The types of cross-cheques in India are as follows:-
General Crossing
General crossing requires two parallel lines. There are no limitations to drawing these lines on the cheque’s specific area, and you can draw them anywhere. However, drawing parallel lines on the top left corner is advisable. You must pay general cross-cheques essentially to a bank.
Account Payee Crossing
Account Payee cross-cheques are also called restrictive crossing. It is a type of cross-cheque that must have the term account payee. Such types of cross-cheques must be crossed generally or specifically. The significance of account payee cross-cheques is that it is non-negotiable.
Special Crossing
The special crossing type of cross-cheque doesn’t require the banker’s name. Only the banker should get the funds from this type of cross-cheque. Remember that a special crossing type of cross-cheque can not be converted into a general crossing type of cross-cheque
Not Negotiable Crossing
Not Negotiable Crossing is a type of cross-cheque where the paper document must have the terms ‘not negotiable’. Furthermore, you can cross the cheque generally or specifically. The cheque remains not negotiable, and the transfer title will not be better than the transferer title.

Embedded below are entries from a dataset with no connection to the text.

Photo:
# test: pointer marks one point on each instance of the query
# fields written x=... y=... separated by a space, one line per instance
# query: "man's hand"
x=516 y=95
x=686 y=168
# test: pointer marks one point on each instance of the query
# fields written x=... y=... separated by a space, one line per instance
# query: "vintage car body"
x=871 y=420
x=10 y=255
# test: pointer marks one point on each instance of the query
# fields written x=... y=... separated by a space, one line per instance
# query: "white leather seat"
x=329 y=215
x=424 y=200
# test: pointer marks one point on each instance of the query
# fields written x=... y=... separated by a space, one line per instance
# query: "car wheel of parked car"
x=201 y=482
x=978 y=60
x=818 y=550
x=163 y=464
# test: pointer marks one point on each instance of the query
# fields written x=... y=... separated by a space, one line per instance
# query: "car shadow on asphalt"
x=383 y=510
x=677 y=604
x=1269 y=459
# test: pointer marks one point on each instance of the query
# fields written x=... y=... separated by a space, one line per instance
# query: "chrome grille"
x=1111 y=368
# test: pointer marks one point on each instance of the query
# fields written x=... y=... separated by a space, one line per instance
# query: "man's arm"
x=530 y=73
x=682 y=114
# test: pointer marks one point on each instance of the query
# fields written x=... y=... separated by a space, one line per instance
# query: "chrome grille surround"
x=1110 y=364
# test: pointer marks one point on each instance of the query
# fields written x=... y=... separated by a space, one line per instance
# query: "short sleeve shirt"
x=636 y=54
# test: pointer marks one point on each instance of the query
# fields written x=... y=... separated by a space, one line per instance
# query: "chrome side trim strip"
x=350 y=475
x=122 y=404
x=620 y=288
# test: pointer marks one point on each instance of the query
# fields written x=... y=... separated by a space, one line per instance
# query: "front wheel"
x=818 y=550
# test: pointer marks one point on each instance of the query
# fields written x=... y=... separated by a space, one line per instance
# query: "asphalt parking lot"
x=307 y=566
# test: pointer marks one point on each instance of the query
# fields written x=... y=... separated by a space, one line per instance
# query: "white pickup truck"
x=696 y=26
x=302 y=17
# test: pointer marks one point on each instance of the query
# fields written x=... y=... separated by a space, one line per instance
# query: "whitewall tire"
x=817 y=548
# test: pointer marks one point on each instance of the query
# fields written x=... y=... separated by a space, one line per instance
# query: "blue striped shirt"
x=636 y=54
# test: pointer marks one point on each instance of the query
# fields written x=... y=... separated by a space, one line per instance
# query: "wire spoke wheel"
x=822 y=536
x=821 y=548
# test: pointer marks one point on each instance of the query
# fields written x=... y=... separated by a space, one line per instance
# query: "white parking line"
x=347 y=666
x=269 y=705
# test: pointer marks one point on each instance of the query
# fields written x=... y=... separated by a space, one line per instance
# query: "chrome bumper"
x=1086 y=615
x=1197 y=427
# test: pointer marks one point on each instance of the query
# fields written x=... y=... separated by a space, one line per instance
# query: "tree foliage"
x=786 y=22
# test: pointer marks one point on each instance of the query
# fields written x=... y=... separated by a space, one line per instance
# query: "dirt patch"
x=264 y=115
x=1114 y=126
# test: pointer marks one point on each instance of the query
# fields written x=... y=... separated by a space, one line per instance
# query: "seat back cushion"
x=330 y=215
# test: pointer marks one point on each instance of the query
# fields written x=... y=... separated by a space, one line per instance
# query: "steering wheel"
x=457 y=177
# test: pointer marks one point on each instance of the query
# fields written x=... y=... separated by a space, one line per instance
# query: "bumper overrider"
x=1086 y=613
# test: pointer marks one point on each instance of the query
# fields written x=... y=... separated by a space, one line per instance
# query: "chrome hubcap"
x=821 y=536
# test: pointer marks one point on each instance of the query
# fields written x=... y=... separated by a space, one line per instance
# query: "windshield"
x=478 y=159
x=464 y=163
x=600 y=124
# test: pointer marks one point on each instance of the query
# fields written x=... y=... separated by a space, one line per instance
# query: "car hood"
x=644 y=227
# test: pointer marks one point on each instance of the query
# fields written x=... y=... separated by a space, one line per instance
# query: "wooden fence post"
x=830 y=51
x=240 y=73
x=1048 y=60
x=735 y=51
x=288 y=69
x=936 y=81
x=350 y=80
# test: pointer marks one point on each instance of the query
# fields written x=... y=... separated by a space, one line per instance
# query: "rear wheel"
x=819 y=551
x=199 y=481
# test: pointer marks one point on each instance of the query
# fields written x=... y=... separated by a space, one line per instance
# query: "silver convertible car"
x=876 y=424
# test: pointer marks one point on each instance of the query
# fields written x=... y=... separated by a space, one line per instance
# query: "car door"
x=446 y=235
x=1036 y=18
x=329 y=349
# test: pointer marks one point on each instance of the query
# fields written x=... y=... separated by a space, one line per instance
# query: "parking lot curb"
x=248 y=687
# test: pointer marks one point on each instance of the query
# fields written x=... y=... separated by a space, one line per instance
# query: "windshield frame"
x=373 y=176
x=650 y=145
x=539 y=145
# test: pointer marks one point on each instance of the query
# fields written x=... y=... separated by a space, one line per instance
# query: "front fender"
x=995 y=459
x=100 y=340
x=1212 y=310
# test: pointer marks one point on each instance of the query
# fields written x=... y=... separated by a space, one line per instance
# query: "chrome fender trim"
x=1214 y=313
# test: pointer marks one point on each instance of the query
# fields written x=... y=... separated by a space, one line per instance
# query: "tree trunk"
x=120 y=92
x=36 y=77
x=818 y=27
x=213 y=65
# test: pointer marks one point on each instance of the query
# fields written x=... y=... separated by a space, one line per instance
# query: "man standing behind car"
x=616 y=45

Points to Consider Before Using a Cross Cheque
Grasp the Tax Implications of Using a Cross Cheque
A cross cheque is regarded as a cash transaction. It implies that you must pay the income tax on the transferred sum and capital gains if a cross cheque leads to a profit. Ensure to grasp the tax implications totally before using a cross cheque.
Ensure that Your Banking Establishment is Adaptable with Cross Cheque
If your bank does not offer the cross-cheque service specifically, your bank may not be compatible with cross-cheques. Ensure to enquire about your bank’s compatibility with the cross-check draft system before signing up for it.
Be Ready to Address Issues that Come with Cross Cheques
Suppose your banking establishment does not accept your cross cheque, or they bounce. In that case, be ready to address the issue. Ensure to have backup plans properly if things do not go as you want.
How Cross Cheques Work?
You should first open a bank account to use a cross-check. You can deposit money into your account and create a cross-cheque. You can use a cross cheque to pay others or withdraw money from your bank account. A cross cheque is less protected than a conventional bank deposit. Hence, guarding them cautiously is necessary. Suppose a cross-cheque is misplaced, lost or stolen. In that case, finding a replacement is challenging. You should know the risks while making payments through a cross-cheque, which includes the risk of fraud.
Conclusion
So, what is a cross cheque? A cross cheque is a financial term commonly referring to an arrangement between multiple parties in which one party deposits money in someone else’s bank account and pays the other a sum. It is essentially a paper cheque allowing you to transfer money from one account to another without paying interest on those funds. It is tremendously helpful for business organizations because it lets them move money between multiple accounts without worrying about getting short of cash or bouncing cheques. You can use a cross cheque for various purposes, including business transactions and personal finances.